While they were still reeling from that blow, they got a letter from DSS last week saying they had to resubmit their insurance verification, including the Navajo Nation in the list of indemnified entities, under a new requirement from the tribe’s Risk Management Program.
Also, the shelters that offer counseling or therapy must pay an additional premium for “professional” rather than “general” services. Some of the shelters have already complied with that new requirement. But as of Monday, June 15, none of them had received their new contracts that supposedly started June 1. They had hoped the Monday Zoom meeting, mandated by the Navajo Nation Council’s Health and Human Services Committee two weeks ago, would resolve that issue.
Instead, they got body-slammed again. Social Services Director Deannah Neswood-Gishie told the women that, after researching their contracts back to the original request for proposals advertised by the Navajo Nation last summer, she had discovered yet another discrepancy.

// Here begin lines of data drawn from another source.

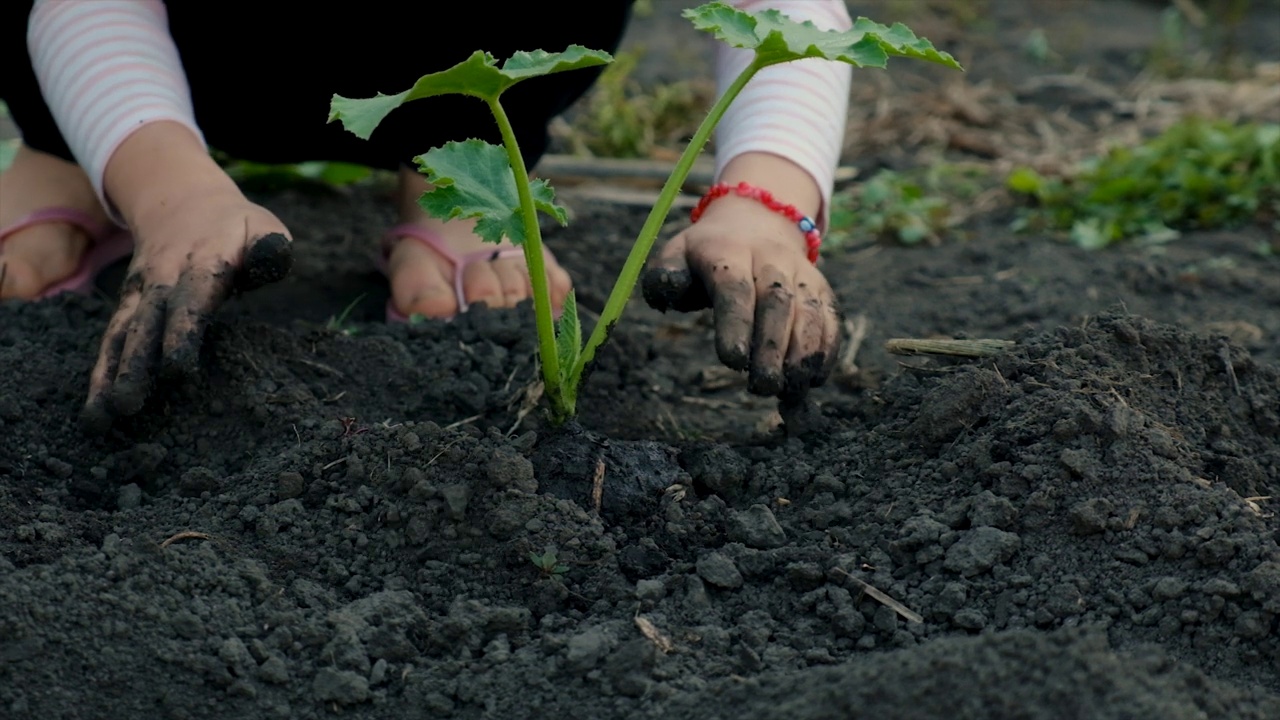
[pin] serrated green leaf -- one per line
(568, 335)
(777, 39)
(474, 180)
(479, 76)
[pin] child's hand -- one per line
(197, 241)
(776, 315)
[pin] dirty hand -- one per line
(195, 245)
(775, 313)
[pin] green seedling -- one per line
(1198, 174)
(341, 323)
(548, 563)
(474, 180)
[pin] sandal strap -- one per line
(460, 263)
(81, 219)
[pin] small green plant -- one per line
(548, 563)
(906, 208)
(625, 121)
(490, 183)
(341, 323)
(1196, 174)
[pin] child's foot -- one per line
(423, 279)
(44, 254)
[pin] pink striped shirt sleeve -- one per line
(796, 110)
(106, 68)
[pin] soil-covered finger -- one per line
(668, 283)
(775, 308)
(809, 350)
(191, 305)
(97, 414)
(732, 290)
(266, 260)
(140, 358)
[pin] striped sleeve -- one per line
(798, 110)
(106, 68)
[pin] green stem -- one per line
(634, 265)
(533, 247)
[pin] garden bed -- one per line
(338, 519)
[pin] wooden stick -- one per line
(184, 534)
(883, 598)
(958, 347)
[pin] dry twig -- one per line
(958, 347)
(856, 331)
(184, 534)
(649, 630)
(883, 598)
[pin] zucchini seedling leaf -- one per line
(474, 180)
(568, 335)
(479, 76)
(777, 39)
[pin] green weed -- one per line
(341, 323)
(906, 208)
(1197, 174)
(626, 119)
(548, 563)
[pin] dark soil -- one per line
(333, 523)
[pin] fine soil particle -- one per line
(342, 519)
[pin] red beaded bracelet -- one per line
(812, 237)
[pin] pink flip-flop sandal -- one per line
(108, 244)
(437, 244)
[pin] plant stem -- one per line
(533, 247)
(631, 269)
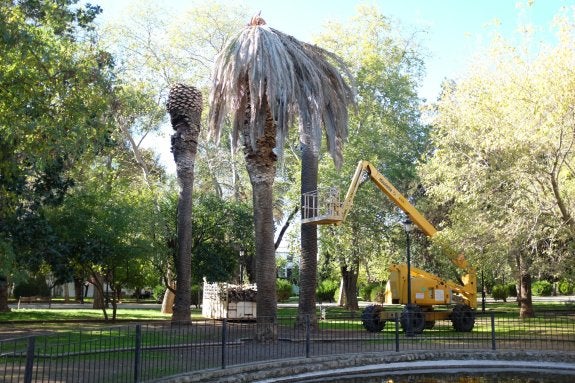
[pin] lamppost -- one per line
(408, 226)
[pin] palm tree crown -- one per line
(295, 78)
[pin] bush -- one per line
(33, 287)
(158, 292)
(325, 292)
(500, 292)
(196, 295)
(542, 289)
(377, 294)
(283, 289)
(565, 287)
(365, 290)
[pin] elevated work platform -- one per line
(322, 207)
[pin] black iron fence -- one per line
(145, 352)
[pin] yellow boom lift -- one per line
(428, 291)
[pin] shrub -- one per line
(500, 292)
(33, 287)
(283, 289)
(195, 295)
(511, 290)
(377, 294)
(565, 287)
(325, 292)
(542, 288)
(365, 290)
(158, 292)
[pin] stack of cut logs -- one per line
(237, 293)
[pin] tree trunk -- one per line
(524, 296)
(184, 146)
(349, 277)
(185, 108)
(168, 302)
(4, 308)
(261, 165)
(266, 303)
(308, 265)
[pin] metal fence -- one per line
(144, 352)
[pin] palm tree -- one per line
(266, 79)
(185, 108)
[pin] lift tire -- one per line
(417, 317)
(463, 318)
(371, 319)
(429, 324)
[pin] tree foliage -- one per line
(502, 158)
(385, 130)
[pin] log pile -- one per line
(237, 293)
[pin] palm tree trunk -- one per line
(308, 265)
(4, 308)
(184, 147)
(185, 108)
(266, 265)
(261, 166)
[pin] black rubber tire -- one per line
(463, 318)
(370, 317)
(417, 317)
(429, 324)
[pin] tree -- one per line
(386, 130)
(52, 75)
(266, 77)
(503, 155)
(185, 108)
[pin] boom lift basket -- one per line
(322, 207)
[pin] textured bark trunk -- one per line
(266, 304)
(168, 302)
(184, 147)
(349, 277)
(78, 290)
(4, 308)
(261, 165)
(524, 296)
(185, 108)
(308, 262)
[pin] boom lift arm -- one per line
(337, 212)
(334, 212)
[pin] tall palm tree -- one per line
(266, 79)
(185, 108)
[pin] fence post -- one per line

The contracts had been issued on a “bed-night” reimbursement basis — in other words, the shelters receive $100 per occupied bed per night.
But the shelter directors also had submitted budgets for supplies, salaries, etc. Since the “bed-night” reimbursement wasn’t listed in the RFP, it couldn’t be in the contract. So the contracts now have to be redone. This means they’ll have to go back through the dreaded “164” process, which requires signatures from the DOJ, the president’s office and the Navajo Nation controller before going back to the DSS to be given out.
“I’m very skeptical and very worried that we’re not going to have our contracts before the end of the fiscal year,” said Lorena Halwood, director of Ama doo Alchini Bighan in Chinle.
“The end of June is two weeks away and they haven’t even situated the contracts yet,” noted Blackwater.
If the tribe’s shelters don’t spend the $1.8 million in federal Family Violence Prevention funds by Sept. 30, they revert to the U.S. Treasury — and it may be difficult to convince the feds they need that money next year, said Jessica Cooper of Roberta’s Place in Grants, New Mexico.
The shelters do seem to have allies in the HEHS Committee. At last week’s committee meeting, even before the new revelations, Vice Chairman Carl Slater called the situation “a catastrophic failing of the Navajo Nation.” But the division falls under the executive branch, and the legislative has little recourse other than to vote not to accept Neswood-Gishie’s report, which they did.
“Where is the president’s office?” asked Slater. “Where is the help for our frontline essential workers?” After Halwood noted her staff had been working nine months with no pay, Slater declared, “That should be a gut-punch to anyone working on this.”
At the meeting between DSS officials and the shelter directors, Neswood-Gishie said that once the money comes in, the shelters could spend it under a line-items like “supplies.” But that doesn’t help them pay their workers or utility bills, and Blackwater worried the shelters would be accused of “double-dipping” if they’re also awarded money from the CARES Act for personal protective equipment and such.
After Ellison asked about the 30 percent the tribe takes off the top of the grant for overhead, the shelter directors got another punch to the gut. Neswood-Gishie revealed some of that money goes to the two shelters — one in Shiprock and one in Blanding, Utah, that the tribe runs — even though the Blanding shelter has not yet opened and has a total of one employee, the director.
“They’re paying her out of our money,” Halwood complained, “and she doesn’t even have clients.” Neswood-Gishie told the women she would be open to any ideas on resolving the situation, which could be emailed to Department of Family Services Manager Regina Yazzie. But in a conference call between the shelter directors after the meeting, no one could come up with anything. Blackwater said she resented being tasked with solving a problem that the shelters didn’t create.
“Social Services is the one that needs to fix their internal policies,” she opined. “The money is there. They just need to give it to us.” The president’s spokesman, Jared Touchin, did not respond to a request for comment by press time.